Rank and Harvey are among the most high-profile mid-ams who’ll be competing at Pinehurst. Other notables including Stewart Hagestad (No. 7 in the World Amateur Golf Ranking), former U.S. Mid-Am champs Mike McCoy (playing in his 20th U.S. Amateur) and Matt Parziale, as well as reigning U.S. Mid-Am winner Kevin O’Connell, and past U.S. Senior Amateur winners Sean Knapp and Jeff Wilson.

Talk to most mid-ams and the explanation for the struggles are obvious. “The kids play golf every day of the week. Mid-ams play golf when they can,” Harvey said. “For the kids it’s like they’re essentially on tour. It’s all day, every day.”

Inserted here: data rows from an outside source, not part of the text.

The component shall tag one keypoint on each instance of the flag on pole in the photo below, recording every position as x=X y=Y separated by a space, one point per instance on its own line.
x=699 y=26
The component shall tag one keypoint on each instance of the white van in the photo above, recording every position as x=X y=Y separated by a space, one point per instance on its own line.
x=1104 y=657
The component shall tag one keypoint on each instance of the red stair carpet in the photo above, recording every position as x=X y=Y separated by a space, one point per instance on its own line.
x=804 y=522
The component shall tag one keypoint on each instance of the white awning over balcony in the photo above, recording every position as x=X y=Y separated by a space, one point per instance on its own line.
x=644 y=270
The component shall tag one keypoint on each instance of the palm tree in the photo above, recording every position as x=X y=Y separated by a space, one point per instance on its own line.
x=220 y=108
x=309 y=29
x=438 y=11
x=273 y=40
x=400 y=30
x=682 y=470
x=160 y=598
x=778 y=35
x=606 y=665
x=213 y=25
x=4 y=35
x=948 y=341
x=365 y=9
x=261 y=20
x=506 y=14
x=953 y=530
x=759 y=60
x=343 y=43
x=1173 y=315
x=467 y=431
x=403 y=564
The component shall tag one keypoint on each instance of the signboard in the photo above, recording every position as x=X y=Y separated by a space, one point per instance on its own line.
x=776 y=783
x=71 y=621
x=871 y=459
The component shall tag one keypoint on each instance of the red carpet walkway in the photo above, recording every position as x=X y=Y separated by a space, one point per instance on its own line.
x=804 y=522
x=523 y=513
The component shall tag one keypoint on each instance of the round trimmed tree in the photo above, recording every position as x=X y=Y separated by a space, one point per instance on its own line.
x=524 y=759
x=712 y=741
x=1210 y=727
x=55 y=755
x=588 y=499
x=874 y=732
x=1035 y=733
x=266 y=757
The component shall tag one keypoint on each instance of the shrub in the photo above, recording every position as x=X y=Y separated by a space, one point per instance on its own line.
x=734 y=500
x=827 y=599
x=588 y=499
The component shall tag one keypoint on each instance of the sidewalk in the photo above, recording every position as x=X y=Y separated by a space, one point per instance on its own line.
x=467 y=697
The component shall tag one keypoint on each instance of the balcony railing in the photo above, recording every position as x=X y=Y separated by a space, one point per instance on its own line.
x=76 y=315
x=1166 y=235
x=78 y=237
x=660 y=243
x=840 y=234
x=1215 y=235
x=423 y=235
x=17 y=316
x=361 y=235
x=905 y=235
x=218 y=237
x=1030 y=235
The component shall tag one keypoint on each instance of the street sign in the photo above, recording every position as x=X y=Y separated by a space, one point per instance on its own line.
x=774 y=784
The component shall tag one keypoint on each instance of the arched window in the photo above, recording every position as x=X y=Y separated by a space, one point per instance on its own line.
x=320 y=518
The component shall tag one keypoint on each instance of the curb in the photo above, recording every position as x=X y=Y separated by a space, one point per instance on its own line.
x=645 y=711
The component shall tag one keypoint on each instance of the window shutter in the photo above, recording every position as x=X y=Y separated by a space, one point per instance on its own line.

With most mid-ams also working full-time, getting the chance to practice as much as their college counterparts is difficult. In turn, it’s tougher to keep your game sharp.

“I’m lucky,” said Rank, who works as an NHL referee, “I’ve probably got the best job of the mid-am group that allows me to stay concentrated on golf in the summer. But for most mid-ams, even if they have a week off to compete, they’re at the event still worrying about what’s going on at home with their wife, with their kids, with their work.”

mid-amateur-at-us-amateur-graphic-2.jpg

Another advantage for younger players is, well, their youth. To reach the finals of the U.S. Amateur means playing seven rounds of golf in six days. The cumulative effect results in a fatigue factor, according to Rank, which is tricky for mid-ams to avoid. Moreover, mid-amateurs are more likely to be dealing with nagging injuries that have to be properly nursed over a long week for them to advance.

The power game of most college players is also a point of differentiation from mid-ams. That could factor this week at Pinehurst, where the No. 2 and No. 4 courses will share hosting duties. USGA officials are tipping out No. 2—the Donald Ross masterpiece—at 7,555 yards for the championship, and No. 4, recently redone by Gil Hanse, will measure 7,627 yards.

Even so, Harvey, 41, a North Carolina native who lives 75 miles from Pinehurst in Greensboro, believes that Pinehurst No. 2 will offer mid-amateurs an advantage in a different way.

“You’re going to get in spots around the greens where you’re going to have to take your medicine instead of going for the heroic shot, and you might bring double into play,” Harvey said. “A mid-am might play a little more conservative and move on.”

pinehurst-2-hole-17.jpg

Though the odds don’t seem to be in a mid-am’s favor, Rank believes the U.S. Amateur trend can be reversed. “I think it’s just a matter of time before a mid-am wins,” he said.

And Rank is appreciative that he’ll have a chance to give it a try. Despite having played in the U.S. Amateur seven times, he missed on earning a spot in 2019 by one stroke at his qualifier in Canada. But his Western win moved him inside the top 50 in the World Amateur Golf Ranking, earning him the last spot in the U.S. Amateur on Wednesday.

“I would hope [all the mid-ams] would get some confidence in me winning, because I’ve gotten confidence from them in the past,” Rank said.

Even if it doesn’t happen at Pinehurst, Rank’s win won’t likely go for naught among mid-ams, insists Harvey.

“I think it’s exciting and it will be very uplifting from a standpoint of for the last several years, mid-amateurs have been dropping off. Fewer and fewer are playing during the summer,” Harvey said. “But to see one of us go really deep in a major tournament like this, you know it might kind of revive some who are sitting on the sideline and not too excited anymore.”

Just imagine what a win at the U.S. Amateur might do.